焦点は、北京五輪閉幕後

 国営メディアで働く幹部は、中国当局のゼロコロナ策は、「中国の特色」そのものだと言います。国の面積や情勢、制度が異なるため単純比較はできませんが、全国民のスマホに健康アプリ、行程コードをダウンロードし、いつ、どこに行ったかが自動的に記録され、それが当局の管理下で移動や生活の自由に直接反映される。省をまたぐ(日本で言えば都道府県をまたぐ)たびに自腹でPCR検査をし、その結果を、飛行機や電車の中、空港や駅を出る際に担当者に対して提示する…私たち日本人は、これらの措置を甘んじて受け入れるでしょうか?
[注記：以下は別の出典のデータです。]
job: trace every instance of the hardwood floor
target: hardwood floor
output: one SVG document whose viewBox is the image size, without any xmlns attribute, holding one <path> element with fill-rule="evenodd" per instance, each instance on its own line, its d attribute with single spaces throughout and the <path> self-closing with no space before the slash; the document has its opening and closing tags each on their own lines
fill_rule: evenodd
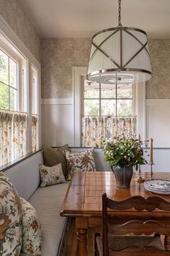
<svg viewBox="0 0 170 256">
<path fill-rule="evenodd" d="M 88 239 L 88 256 L 94 256 L 94 233 L 99 232 L 102 234 L 102 227 L 89 229 L 87 239 Z M 132 234 L 130 235 L 133 235 Z M 164 237 L 161 236 L 162 243 L 164 244 Z M 76 256 L 76 229 L 75 219 L 73 218 L 71 221 L 71 228 L 68 231 L 68 239 L 66 242 L 66 256 Z"/>
<path fill-rule="evenodd" d="M 87 234 L 87 244 L 89 245 L 87 248 L 88 256 L 94 256 L 94 233 L 101 232 L 101 227 L 91 228 L 88 229 Z M 76 229 L 75 219 L 72 220 L 70 230 L 68 231 L 68 236 L 66 243 L 66 256 L 76 256 Z"/>
</svg>

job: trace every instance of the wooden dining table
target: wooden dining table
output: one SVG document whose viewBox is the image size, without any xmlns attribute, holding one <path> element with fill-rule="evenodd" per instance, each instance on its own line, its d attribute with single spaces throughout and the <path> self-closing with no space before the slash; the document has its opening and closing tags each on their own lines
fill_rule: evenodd
<svg viewBox="0 0 170 256">
<path fill-rule="evenodd" d="M 137 182 L 138 175 L 138 172 L 134 171 L 130 189 L 120 189 L 117 187 L 115 175 L 112 171 L 84 171 L 73 174 L 63 203 L 61 216 L 76 218 L 77 256 L 88 255 L 87 230 L 102 223 L 102 195 L 104 192 L 107 193 L 108 197 L 115 200 L 123 200 L 135 195 L 146 198 L 156 195 L 146 190 L 143 183 Z M 151 179 L 150 172 L 143 172 L 142 176 L 146 180 Z M 155 171 L 152 178 L 170 180 L 170 173 Z M 170 202 L 170 195 L 157 196 Z M 170 225 L 170 213 L 158 210 L 152 213 L 137 213 L 134 209 L 130 209 L 110 212 L 110 214 L 117 222 L 130 218 L 145 219 L 149 216 L 164 223 L 169 223 Z"/>
</svg>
 同幹部が指摘したように、おそらく中国という国土においてこそ成り立つやり方なのだと思います(中国で暮らす外国人の多くも尊重しているようですが)。デジタル化が極端に進んだ昨今の中国において、当局によるゼロコロナ策を、大多数の国民は受け入れ、重んじ、評価すらしているというのが私の分析です。

 中国共産党という、統治のためにさまざまな資源を強権的に発動できる当局者だからこそなせる業であり、そんな当局者に従属的な中国国民だからこそ受け入れられる現状なのでしょう。中国の隣国・北朝鮮がどうなのかは分かりませんが、世界における絶対多数の国家で、上記のようなやり方は成り立たないでしょう。

 ただ、中国ですら、それが成り立ってきた前提は、コロナ感染が全体的に抑制され、経済活動が相当程度回転し、物価が抑えられ、衣食住が安定的に供給され、雇用が確保されてきたからにほかなりません。

 いったんこの前提が瓦解(がかい)する、言い換えれば、コロナの感染が拡大し、経済が回らなくなれば、国民は当局者の言うことを聞かなくなるでしょう。社会不安が広がり、国家権力への反対勢力がちまたで大量に溢れだし、政権転覆が現実味を帯びる、言い換えれば、国家統治者の姓が変わる「易姓革命」が勃発する可能性は中国史が繰り返し証明してきたとおりです。ここに、民主主義国家ではない中国というお国の難しさと奥深さがあるのだと私は考えています。

 焦点となるのは、コロナ抑制と経済成長の有機的共存が至上命題である2022年において、「ゼロコロナ」をどこまで徹底するか、特に北京五輪が閉幕したあたりで、従来よりも柔軟な「ゼロコロナ」と「ウィズコロナ」の中間に「中国の特色」を見いだすような合理的政策が打ち出されるのか、といったところでしょう。

 本稿を執筆するに当たって話を聞いた政府や国有メディアに勤務する知人たちは、「その可能性は十分にある」と私に語っていました。北京五輪閉幕後の情勢と政策に注目です。